The next day the innkeeper drove into her yard, and took a little iron-hooped keg out of his gig. He insisted on her tasting the contents, to make sure it was the same delicious article, and, when they had each of them drunk three more glasses, he said, as he was going away:
"Well, you know, when it is all gone, there is more left; don't be modest, for I shall not mind. The sooner it is finished the better pleased I shall be."
Four days later he came again. The old woman was outside her door cutting up the bread for her soup.
He went up to her, and put his face close to hers, so that he might smell her breath; and when he smelled the alcohol he felt pleased.
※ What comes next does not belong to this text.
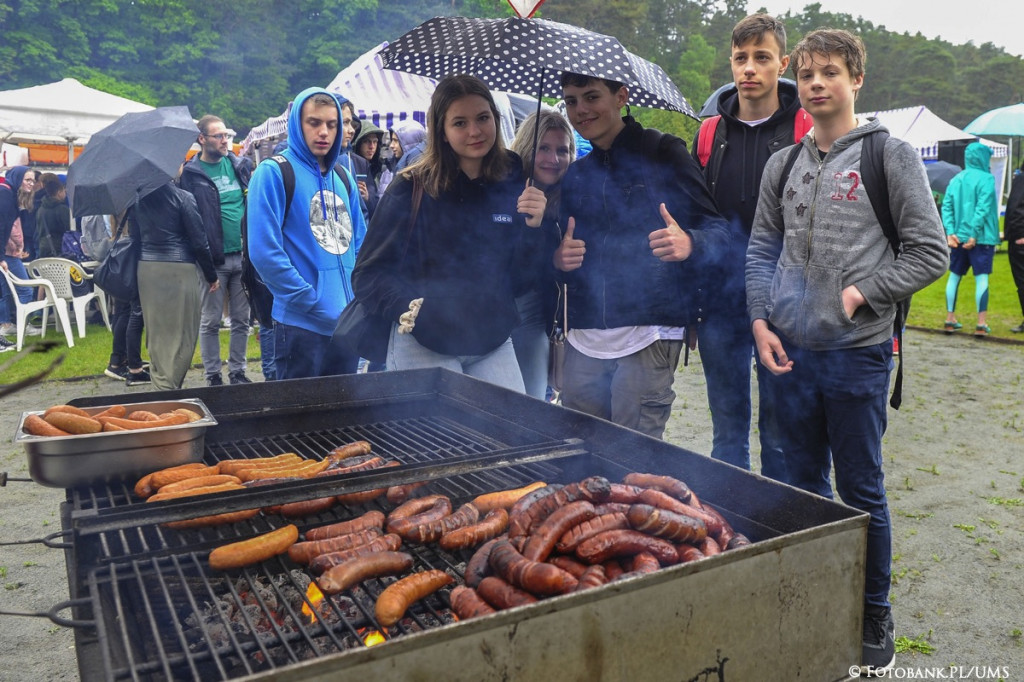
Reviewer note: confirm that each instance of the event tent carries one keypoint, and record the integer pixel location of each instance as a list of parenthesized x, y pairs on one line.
[(66, 112)]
"I suppose you will give me a glass of the special?" he said. And two or three times they drank each other's health.
Soon, however, it began to be whispered abroad that Mother Magloire was in the habit of getting drunk all by herself. She was picked up, sometimes in her kitchen, sometimes in her yard, sometimes on the roads in the neighbourhood, and was often brought home dead to the world.
Chicot did not go near her any more, and, when people spoke to him about her, he used to say, putting on a distressed look:
"It is a great pity that she should have taken to drink at her age; but when people get old there is no remedy. It will be the death of her in the long run."
And it certainly was the death of her. She died the next winter, about Christmas time, having fallen down drunk in the snow.
And when Ma?tre Chicot inherited the farm he said:
"It was very stupid of her; if she had not taken to drink she might very well have lived for ten years longer."